La desigualdad estructural atraviesa nuestro planeta y sin embargo no es objeto de debate diario en el espacio público. Parece que hubiera un empeño por parte de los creadores de opinión en infantilizar a la población, haciendo hincapié en temas estériles, superficiales, inútiles e incluso dañinos. Esta semana toca hablar de Pablo Casado sacando la pala para apartar nieve, o de los zapatos y el 4x4 con el que el presidente llegó a una reunión. Hay más nivel dialéctico e intelectual en muchos hogares, barrios o bares en los que gente de a pie es capaz de distinguir mejor cuáles son los asuntos que actúan como eje vertebral de nuestra vida y de nuestro modo de organizarnos.

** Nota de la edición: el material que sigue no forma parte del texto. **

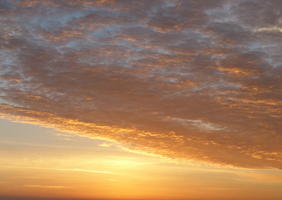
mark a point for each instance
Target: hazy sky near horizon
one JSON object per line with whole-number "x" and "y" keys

El engranaje del neoliberalismo nos da la espalda cotidianamente, normaliza la desigualdad y provoca injusticia no solo en el reparto de los tratamientos y las vacunas, sino de todos los bienes precisos para que los seres humanos gocen de una vida digna. Cambiar el mundo y mejorar la política es gestionar y legislar en defensa de la igualdad, en contra de este 'apartheid' viral que define nuestro presente global. Pero también es impulsar una educación, una pedagogía, unos valores, una forma de actuar que estigmaticen la maldad y nos formen en ética y solidaridad. Porque al final del día lo único importante es disfrutar y contribuir al disfrute, es decir, cooperar para garantizar un planeta más sano, un mundo más justo, un sentido de comunidad más desarrollado. Sin ello no hay felicidad posible, ni individual ni colectiva.